From my side, I cannot pay for something that works worse than that as it will have no value for me
Understandable. Viewed from the other end besides a student or an enthusiast you most likely won‘t find anybody …
A step back, ML is a filter, which depends on the history of its data offered. More generalized there‘s a lot of noise, so your are in the business of designing robust products. This can be done systematically, including identifying and improving limited concepts.
Is there a way I can mitigate this such as offering a very low rate for trying but not achieving the results?
Consider your employer offers you just that … and you know the answer.
Is there any best practice/strategy on requesting difficult RnD(research and development) requirements while minimizing my risk?
As I lined out above, evaluating and improving robustness of your system offers this. It won‘t be a one step process.

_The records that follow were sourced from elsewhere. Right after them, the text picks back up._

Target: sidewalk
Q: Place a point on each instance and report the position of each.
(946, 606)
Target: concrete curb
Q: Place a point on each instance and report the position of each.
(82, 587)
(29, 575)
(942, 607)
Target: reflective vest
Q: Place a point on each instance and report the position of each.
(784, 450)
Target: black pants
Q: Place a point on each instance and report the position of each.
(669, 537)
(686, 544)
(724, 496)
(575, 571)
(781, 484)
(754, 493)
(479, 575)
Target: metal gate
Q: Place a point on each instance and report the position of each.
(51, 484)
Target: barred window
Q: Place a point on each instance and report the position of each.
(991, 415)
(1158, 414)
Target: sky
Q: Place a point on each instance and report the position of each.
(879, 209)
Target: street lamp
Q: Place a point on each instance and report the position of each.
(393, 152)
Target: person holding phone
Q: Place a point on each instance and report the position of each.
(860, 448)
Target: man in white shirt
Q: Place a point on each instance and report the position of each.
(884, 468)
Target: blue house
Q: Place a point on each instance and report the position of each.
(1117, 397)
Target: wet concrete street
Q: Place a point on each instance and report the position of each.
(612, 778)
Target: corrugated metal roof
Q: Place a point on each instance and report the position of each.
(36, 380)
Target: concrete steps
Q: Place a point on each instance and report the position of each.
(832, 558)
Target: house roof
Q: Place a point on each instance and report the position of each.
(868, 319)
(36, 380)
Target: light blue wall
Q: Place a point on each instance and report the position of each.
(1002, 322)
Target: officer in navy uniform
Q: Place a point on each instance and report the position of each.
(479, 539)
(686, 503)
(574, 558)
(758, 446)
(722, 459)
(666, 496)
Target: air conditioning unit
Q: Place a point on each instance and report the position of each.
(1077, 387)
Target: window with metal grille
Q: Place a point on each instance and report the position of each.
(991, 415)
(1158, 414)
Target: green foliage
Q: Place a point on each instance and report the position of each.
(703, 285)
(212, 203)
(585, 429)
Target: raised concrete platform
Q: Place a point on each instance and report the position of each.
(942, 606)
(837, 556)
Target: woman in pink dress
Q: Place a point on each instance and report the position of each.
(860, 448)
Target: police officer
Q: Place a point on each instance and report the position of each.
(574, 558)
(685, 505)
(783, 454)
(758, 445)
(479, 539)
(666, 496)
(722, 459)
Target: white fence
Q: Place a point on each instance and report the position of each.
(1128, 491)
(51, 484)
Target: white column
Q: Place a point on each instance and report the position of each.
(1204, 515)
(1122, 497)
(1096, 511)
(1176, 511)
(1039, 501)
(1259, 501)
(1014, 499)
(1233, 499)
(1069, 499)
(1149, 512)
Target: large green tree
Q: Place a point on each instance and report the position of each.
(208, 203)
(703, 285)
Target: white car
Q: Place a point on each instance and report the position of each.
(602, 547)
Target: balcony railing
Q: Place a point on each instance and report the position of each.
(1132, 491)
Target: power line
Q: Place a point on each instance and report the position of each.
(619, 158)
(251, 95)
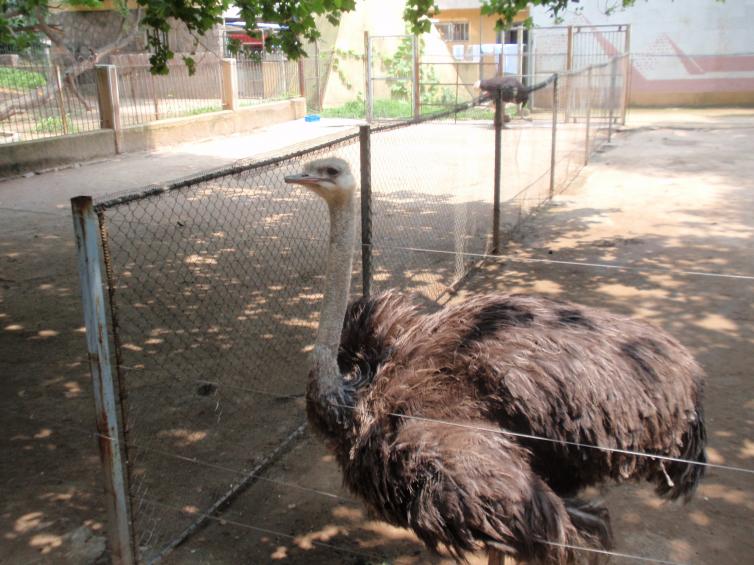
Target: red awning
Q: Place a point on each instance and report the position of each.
(246, 39)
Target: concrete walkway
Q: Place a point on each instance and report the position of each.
(49, 468)
(49, 457)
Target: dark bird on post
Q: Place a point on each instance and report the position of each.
(511, 89)
(418, 408)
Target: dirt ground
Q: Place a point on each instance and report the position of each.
(667, 198)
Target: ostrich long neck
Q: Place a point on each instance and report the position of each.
(335, 301)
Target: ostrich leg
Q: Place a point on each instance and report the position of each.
(498, 558)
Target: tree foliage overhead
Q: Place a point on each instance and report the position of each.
(23, 21)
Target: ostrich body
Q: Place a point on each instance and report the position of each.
(416, 406)
(511, 89)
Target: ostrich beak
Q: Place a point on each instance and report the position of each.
(303, 179)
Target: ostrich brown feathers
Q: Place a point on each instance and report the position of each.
(527, 364)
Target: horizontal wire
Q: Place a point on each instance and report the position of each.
(330, 495)
(612, 553)
(259, 529)
(503, 431)
(334, 496)
(179, 457)
(569, 263)
(255, 476)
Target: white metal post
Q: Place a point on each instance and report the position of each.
(105, 387)
(229, 84)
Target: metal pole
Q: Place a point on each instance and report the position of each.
(301, 79)
(368, 77)
(416, 79)
(365, 157)
(627, 73)
(105, 387)
(316, 75)
(554, 134)
(612, 97)
(481, 58)
(59, 96)
(499, 105)
(569, 68)
(588, 114)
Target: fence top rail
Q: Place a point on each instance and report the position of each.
(578, 27)
(594, 66)
(241, 167)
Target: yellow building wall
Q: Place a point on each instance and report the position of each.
(481, 28)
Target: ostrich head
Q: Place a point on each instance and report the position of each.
(329, 178)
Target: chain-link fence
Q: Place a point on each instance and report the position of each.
(215, 282)
(145, 97)
(40, 100)
(273, 77)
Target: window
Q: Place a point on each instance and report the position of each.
(454, 31)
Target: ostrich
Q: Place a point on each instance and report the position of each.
(512, 90)
(416, 406)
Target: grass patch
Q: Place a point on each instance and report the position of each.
(18, 78)
(203, 110)
(54, 124)
(396, 109)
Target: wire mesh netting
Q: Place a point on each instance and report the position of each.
(418, 206)
(271, 78)
(40, 100)
(215, 282)
(216, 287)
(145, 97)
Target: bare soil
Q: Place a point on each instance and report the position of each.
(667, 200)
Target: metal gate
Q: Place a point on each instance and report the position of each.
(391, 81)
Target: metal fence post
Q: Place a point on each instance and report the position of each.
(104, 384)
(108, 100)
(316, 76)
(417, 79)
(499, 106)
(229, 84)
(301, 79)
(569, 68)
(588, 113)
(612, 97)
(60, 100)
(626, 73)
(365, 158)
(554, 133)
(367, 77)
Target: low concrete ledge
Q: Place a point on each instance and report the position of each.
(41, 154)
(216, 124)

Here are some things that will and have to happen on this path:
- You have a goal in mind and a couple of ideas or concept to achieve it
- That‘s a good starting point
- These concepts will demonstrate shortcomings (either by expensive market introduction with redesigns, or quick with robust …)

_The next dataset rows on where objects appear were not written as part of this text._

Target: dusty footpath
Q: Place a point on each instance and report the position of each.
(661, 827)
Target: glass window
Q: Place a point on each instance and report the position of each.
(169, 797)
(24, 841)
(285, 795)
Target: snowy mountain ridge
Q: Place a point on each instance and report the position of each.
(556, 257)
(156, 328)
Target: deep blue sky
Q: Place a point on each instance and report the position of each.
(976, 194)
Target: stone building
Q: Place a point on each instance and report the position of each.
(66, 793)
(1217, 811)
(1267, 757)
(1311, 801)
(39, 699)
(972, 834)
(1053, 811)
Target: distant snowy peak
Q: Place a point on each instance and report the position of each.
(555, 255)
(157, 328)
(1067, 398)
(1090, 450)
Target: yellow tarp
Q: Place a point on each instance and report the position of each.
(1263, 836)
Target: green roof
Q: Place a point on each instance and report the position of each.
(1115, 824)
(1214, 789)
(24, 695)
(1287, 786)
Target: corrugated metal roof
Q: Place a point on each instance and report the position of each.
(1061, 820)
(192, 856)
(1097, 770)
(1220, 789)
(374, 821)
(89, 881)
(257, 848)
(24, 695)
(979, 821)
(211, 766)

- Which means: your beloved idea will/has to die to make room for the more capable one
- Which will require at least one to-the-point invention
- While your system will perform so good, you can‘t believe it … if you dare taking this route.

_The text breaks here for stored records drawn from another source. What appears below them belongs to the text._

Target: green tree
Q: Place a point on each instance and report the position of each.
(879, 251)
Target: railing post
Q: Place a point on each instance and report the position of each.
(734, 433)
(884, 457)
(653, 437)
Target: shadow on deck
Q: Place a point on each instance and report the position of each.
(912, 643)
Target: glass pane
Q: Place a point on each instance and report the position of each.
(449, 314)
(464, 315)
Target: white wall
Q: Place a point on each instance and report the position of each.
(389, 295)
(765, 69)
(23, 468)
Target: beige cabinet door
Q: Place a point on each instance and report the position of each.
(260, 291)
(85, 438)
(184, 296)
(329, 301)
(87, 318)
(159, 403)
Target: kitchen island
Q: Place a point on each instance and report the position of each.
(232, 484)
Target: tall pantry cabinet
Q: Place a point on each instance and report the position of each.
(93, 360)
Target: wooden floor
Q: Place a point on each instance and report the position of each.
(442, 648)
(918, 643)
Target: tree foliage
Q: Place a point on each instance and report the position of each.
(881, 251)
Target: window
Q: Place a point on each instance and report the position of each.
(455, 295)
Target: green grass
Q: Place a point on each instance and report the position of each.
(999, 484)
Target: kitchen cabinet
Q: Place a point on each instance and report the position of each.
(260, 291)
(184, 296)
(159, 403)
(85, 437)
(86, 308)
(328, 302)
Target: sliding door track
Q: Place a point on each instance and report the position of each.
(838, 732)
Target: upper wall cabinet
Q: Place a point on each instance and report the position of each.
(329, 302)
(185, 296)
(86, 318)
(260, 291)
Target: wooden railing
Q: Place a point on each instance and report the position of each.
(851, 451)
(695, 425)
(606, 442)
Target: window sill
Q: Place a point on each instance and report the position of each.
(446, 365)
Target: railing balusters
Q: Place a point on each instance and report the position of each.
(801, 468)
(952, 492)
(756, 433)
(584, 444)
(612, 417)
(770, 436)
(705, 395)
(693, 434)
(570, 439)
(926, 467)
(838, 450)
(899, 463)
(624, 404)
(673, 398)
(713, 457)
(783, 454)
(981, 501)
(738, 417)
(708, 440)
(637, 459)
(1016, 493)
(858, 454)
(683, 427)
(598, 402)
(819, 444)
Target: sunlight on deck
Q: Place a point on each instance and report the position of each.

To indicate roughly 2 out of 3 products have a hidden performance, which you simply can use afterwards. Roughly 1 out of 3 products „fail“ optimization attempts … and those are your gold mine. Why? Because their concept imposes limitations. How to overcome it on-the-fly? By said invention(s). Literally in hours. So you want to torture your ML to fail quickly, to invent, improve and learn fast … beyond books, conferences, working groups.
To sum it up, if you don‘t invest into a guide on this route, you won‘t get returns. If you do, you are on a turbo-learning-link, with a small team. Consider investing in this kind of know-how and capability, not into exchangeable capacity. Then review your risk concerns.